The age and overall physical condition of the patient plays a big roll as well.
Recently, there has been some exciting research that has come out. It is available in the new Spinal Decompression Special Report. This report highlights the benefits of spinal decompression with the DRX9000, and paves the way for double blind studies. The future looks bright for nonsurgical spinal decompression with the DRX9000.
If you are in New York City and have DJD and are interested in DRX 9000 visit www.drshoshany.com
DRX 9000 nyc

www.drshoshany.com
Call (212) 645-8151 for Chiropractic, Massage, Physical therapy, Pain management in Manhattan NYC.I was interviewed by Chiropractic Products magazine for the March issue.The topic was of course Spinal decompression.

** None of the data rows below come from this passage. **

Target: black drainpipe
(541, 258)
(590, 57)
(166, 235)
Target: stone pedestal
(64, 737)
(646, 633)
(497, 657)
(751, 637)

I have not read it but once I get it I will post the link to the Chiropractic Products website. This is such a hot topic for Chiropractors. NYC Chiropractors are starting to add this modality into their practice. I often refer patients that come to me to Chiropractors that are closer to them, I am in Greenwich Village in Manhattan. I do not like for patients to spend to much time traveling to me because sitting is the worst position for the Low Back.
If you live or work near Midtown Manhattan or Lower Manhattan and have back pain or sciatica consider treatment like Chiropractic, Medical Massage, Spinal Decompression.
Medical massage is covered by most major medical plans.
Treatment on The DRX 9000 may be partially paid my most major medical carriers.
Chiropractic NYC is covered by BC/BS, Cigna,Aetna, United and many more.